There’s a saying that many people can perform well when times are good, but only a few can perform when times are bad. For Malaysian asset and wealth manager, Kenanga Investors Group (“Kenanga Investors”), winner of multiple awards in the Asia Asset Management Best of the Best Awards 2021, this statement rings true. The firm was awarded country awards for Best Equity Manager, Best House for Alternatives, and Best Islamic Fund (Equity). Kenanga Investors’ Chief Investment Officer, Lee Sook Yee, was awarded CIO of the Year.
On the firm’s outperformance in the equity markets last year, Lee credits the company’s adherence to a bottom-up stock picking strategy with a focus on undervalued stocks whose fundamentals are deemed superior and sustainable.
“We keep a close ear to the ground by interviewing corporate managements to have a thorough understanding of the business model, management quality, certainty of earnings growth and the potential risks of the companies we invest in,” she tells AAM. “Unexpected incidents or geopolitical events happen pretty frequently and we rely on this consistency in our processes to help us ride those market highs and to weather the lows.”
In the past year Lee cites growth opportunities that have emerged from work-from-home, gaming from home, streaming from home, artificial intelligence, as well as the general internet space. The firm has also invested in sectors such as healthcare, which saw a sharp increase in demand.
Rising interest in Islamic funds
According to Lee, Shariah funds in general outperformed in 2020, largely due to their lack of exposure to the banking sector, a higher weighting in defensive sectors such as healthcare and telecommunications, and a growing demand for socially responsible investing (SRI). Indeed, the Kenanga Shariah Growth Opportunities Fund, saw its AUM increase by a staggering 2.5 times between December 2019 and November 2020.

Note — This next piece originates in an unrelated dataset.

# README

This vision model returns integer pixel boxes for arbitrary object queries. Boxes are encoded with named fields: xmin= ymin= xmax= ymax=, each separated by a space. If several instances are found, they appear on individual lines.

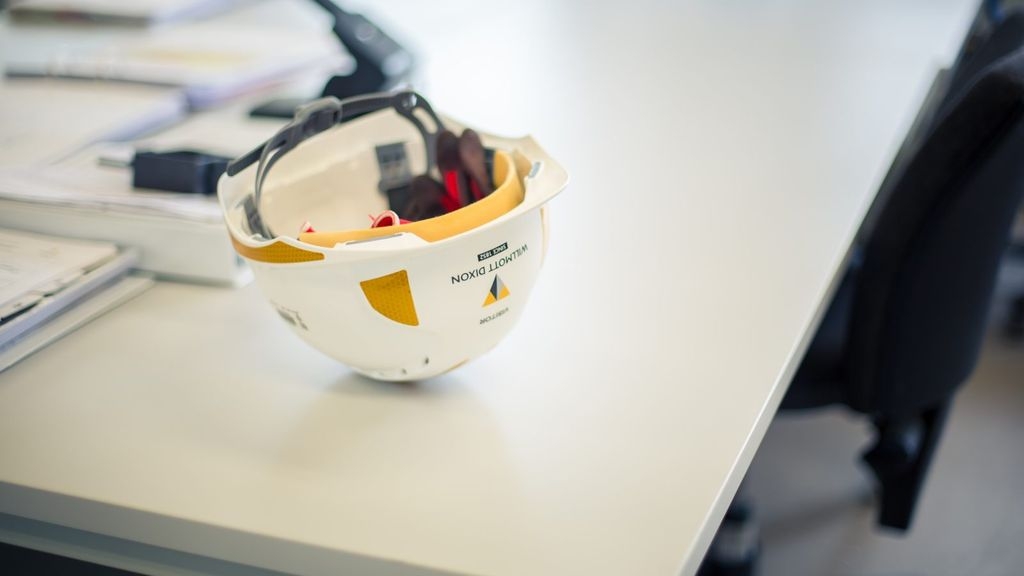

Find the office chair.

“The defensive nature of Shariah funds can provide clients with a more balanced and diversified portfolio of funds which is better able to withstand market shocks.”
Kenanga Investors’ commitment to exploring more ways to bring to market additional forms of Islamic investing saw its recent acquisition of a locally renowned Islamic ETF provider, which Lee is confident will add greater depth to Kenanga Investors’ existing Islamic and ETF offerings.
The past three years have also seen Kenanga Investors establish a solid line of alternative products, which Kenanga Investors’ Executive Director and Chief Executive Officer, Ismitz Matthew De Alwis says have become increasingly important due to distinct benefits they can bring to a portfolio. These include diversification potential, inflation hedging, new exposures and opportunities, and higher returns.
“Our strategy continues to be detecting gaps in product availabilities in the market and packaging these otherwise hard-to-access alternative investment vehicles (due to product complexity, degree of risk and high barriers of entry) for retail clients, where previously these were available only to institutional or corporate clients,” he adds.
Through a number of strategic collaborations, the company launched Malaysia’s first AI-driven fund – the Kenanga Global Multi Asset Fund – which in 2020 garnered various international accords, and the Kenanga Global Unicorn, designed to allow retail clients to participate in the growth of start-ups. Last year also saw the launch of the third tranche of the firm’s AUD Alternative Income Fund Series and the several high-yielding structured debts and equity wrappers.
As a signatory to the Malaysian Institutional Investors Council and member of the Institutional Investors Council, Kenanga Investors is highly committed to the growing interest in Islamic investing and SRI in general. In the year ahead, De Alwis sees the development of waqf, an Islamic philanthropic-based vehicle for social development, public good and wealth distribution as one area of significant potential.
“There will be efforts to increase the level of sustainable waqf assets, through fund management or capital raising, in sectors such as healthcare, education and community development. This will become an integral component of the Islamic wealth management value chain and provide opportunities for all Malaysians to invest with professional fund managers while performing waqf and contributing to societal and community development throughout the country,” he explains.
In the coming year the firm is also looking to launch a new multi-purpose digital platform, which will serve the needs of clients, advisers, customer front desk, finance reconciliation and even operations processing. “Eventually we will be able to offer end-to-end services for clients to access multiple products such as unit trusts, PRS, AMP, financial planning, insurance, and treasury from this single system point across multiple channels including web and mobile applications.”